65. Section 15.2. The NRC supports restating license conditions to make the conditions clearer to understand. Also, the exempt status table in the license condition is not needed with the conversion to LEU. The requirements of 10 CFR 73.6 applies to your special nuclear material the table not withstanding. An example of a restated license condition based on your proposed possession limits is as follows:

2.B.(2) Pursuant to the Act and 10 CFR Part 70, "Domestic Licensing of Special Nuclear Material,"

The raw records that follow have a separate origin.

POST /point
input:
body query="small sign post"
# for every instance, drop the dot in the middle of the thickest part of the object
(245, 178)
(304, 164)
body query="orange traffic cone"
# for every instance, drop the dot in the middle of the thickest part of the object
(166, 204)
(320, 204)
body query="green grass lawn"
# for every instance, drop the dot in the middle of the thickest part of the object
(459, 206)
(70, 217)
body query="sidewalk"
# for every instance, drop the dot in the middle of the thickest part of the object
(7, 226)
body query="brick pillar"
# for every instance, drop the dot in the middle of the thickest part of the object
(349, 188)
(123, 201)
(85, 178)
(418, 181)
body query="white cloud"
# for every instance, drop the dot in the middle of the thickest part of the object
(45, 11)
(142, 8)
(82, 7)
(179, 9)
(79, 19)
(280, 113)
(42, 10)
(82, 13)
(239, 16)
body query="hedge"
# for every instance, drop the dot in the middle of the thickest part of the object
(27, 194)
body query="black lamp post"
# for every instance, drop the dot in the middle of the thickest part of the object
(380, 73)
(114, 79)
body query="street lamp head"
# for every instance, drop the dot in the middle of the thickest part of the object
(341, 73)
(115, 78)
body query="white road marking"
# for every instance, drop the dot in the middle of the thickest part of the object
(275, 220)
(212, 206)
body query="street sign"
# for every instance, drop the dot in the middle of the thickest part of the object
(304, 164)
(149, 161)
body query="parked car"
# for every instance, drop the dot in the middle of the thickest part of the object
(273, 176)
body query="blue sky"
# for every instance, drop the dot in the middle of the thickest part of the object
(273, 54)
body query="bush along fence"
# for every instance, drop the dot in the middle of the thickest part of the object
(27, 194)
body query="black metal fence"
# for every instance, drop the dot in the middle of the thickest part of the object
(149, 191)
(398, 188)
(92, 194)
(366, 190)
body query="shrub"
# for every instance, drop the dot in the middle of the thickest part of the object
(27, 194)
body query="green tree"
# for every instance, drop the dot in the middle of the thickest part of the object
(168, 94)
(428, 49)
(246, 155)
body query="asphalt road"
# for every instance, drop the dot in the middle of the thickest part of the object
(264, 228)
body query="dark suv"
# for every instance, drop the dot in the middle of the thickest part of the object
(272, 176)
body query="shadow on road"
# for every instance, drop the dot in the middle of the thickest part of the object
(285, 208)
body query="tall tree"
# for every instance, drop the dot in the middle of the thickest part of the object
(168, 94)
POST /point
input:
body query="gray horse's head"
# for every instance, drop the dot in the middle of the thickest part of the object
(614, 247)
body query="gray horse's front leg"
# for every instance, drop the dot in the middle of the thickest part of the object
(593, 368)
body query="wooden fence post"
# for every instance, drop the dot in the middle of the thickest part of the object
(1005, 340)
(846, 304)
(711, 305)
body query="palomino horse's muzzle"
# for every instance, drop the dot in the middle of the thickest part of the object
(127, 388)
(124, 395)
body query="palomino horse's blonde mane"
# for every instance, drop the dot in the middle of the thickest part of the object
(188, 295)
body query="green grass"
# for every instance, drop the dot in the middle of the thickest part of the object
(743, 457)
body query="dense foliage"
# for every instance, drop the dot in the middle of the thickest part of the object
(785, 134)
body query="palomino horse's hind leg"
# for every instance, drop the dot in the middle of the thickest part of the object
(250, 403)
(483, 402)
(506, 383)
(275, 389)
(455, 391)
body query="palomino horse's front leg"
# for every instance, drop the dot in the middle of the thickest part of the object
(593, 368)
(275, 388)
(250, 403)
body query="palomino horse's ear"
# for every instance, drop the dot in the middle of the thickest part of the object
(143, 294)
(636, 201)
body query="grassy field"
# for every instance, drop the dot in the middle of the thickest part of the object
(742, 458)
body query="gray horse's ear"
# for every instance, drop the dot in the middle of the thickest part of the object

a. to receive, possess and use, in connection with operation of the facility, up to 15.0 kilograms of contained uranium-235 enriched to less than 20 percent in the form of TRIGA reactor fuel;
b. to receive, possess and use, in connection with operation of the facility, up to 150 grams of contained uranium-235 of any enrichment in the form of neutron detectors;
c. to receive, possess and use, in connection with operation of the facility, up to 16 grams of contained plutonium in the form of plutonium-beryllium neutron source;
d. to receive, possess, use, but not separate, in connection with operation of the facility, such special nuclear material as may be produced by operation of the facility; and
e. to possess, but not use, up to 18.0 kilograms of contained uranium-235 at equal to or greater than 20 percent enrichment in the form of TRIGA fuel until the existing inventory of this fuel is removed from the facility.

Please provide a bases for your proposed LEU possess limit of 15 kilograms of contained uranium-235.